Между тем и в пропущенные в «Дневнике» дни Ленин продолжал работать. Записи медиков позволяют установить, что 18, 19, 20, 27 февраля и 2 марта днем или вечером он беседовал с Фотиевой, много читал. 22 февраля и 2 марта закончил диктовку Володичевой статьи «Лучше меньше, да лучше».
А уже 3 марта он получает от Марии Ильиничны корректуру этой статьи из «Правды» и, наконец-то, докладную записку и заключение Фотиевой, Гляссер и Горбунова о материалах комиссии Политбюро ЦК по «грузинскому вопросу». И Ленин прямо говорит Фотиевой, что и свое письмо об «автономизации» он намерен опубликовать как статью, но сделает это несколько позже, т. е. накануне съезда2277.
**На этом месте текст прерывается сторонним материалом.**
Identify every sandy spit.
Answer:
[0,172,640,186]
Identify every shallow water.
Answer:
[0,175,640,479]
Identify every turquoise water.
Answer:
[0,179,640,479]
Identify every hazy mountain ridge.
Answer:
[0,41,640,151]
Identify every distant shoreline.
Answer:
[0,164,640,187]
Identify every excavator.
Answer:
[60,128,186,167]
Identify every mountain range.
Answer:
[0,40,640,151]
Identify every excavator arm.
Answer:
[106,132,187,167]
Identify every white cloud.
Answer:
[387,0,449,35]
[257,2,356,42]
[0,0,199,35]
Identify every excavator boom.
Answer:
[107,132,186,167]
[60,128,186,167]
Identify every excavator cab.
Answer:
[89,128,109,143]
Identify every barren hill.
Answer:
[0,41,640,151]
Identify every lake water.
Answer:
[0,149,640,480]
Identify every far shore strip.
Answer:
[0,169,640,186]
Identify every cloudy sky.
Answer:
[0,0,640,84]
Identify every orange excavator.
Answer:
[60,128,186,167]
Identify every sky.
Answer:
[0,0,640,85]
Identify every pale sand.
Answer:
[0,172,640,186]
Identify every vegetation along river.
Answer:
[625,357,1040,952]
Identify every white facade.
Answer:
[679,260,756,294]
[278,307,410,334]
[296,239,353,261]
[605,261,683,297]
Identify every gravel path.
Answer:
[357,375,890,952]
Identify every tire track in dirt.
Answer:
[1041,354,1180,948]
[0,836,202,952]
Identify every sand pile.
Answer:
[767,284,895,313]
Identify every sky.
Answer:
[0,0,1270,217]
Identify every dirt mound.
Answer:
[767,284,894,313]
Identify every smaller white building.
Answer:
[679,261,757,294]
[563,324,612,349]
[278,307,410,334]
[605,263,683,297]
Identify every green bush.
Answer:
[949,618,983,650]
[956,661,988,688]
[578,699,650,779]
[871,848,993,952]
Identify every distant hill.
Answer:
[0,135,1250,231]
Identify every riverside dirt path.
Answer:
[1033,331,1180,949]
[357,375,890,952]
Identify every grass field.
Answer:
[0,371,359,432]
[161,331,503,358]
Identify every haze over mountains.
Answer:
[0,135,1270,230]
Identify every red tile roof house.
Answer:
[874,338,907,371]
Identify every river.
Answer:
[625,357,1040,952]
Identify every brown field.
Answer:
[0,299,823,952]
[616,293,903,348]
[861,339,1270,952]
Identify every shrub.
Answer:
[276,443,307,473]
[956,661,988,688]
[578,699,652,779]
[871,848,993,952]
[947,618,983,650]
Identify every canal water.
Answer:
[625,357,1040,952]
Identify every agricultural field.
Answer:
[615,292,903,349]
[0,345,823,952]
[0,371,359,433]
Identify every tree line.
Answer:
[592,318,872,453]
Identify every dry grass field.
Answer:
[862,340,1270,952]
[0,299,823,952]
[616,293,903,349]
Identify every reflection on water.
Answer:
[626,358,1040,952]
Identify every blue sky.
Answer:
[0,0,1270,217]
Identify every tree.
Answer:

Видимо, где-то в эти дни у Владимира Ильича состоялся примечательный разговор с сестрой. «Раз утром, – пишет Мария Ильинична, – Сталин вызвал меня в кабинет В.И. Он имел очень расстроенный и огорченный вид: “Я сегодня всю ночь не спал, – сказал он мне. За кого же Ильич меня считает, как он ко мне относится! Как к изменнику какому-то. Я же его всей душой люблю. Скажите ему это как-нибудь”. Мне стало жаль Сталина. Мне казалось, что он так искренне огорчен.
Ильич позвал меня зачем-то, и я сказала ему, между прочим, что товарищи ему кланяются. “А”, – возразил В.И. “И Сталин просил передать тебе горячий привет, просил сказать, что он так любит тебя”. Ильич усмехнулся и промолчал. “Что же, – спросила я, – передать ему и от тебя привет?” “Передай”, – ответил Ильич довольно холодно. “Но, Володя, – продолжала я, – он все же умный, Сталин”. “Совсем он не умный”, – ответил Ильич решительно и поморщившись»2278.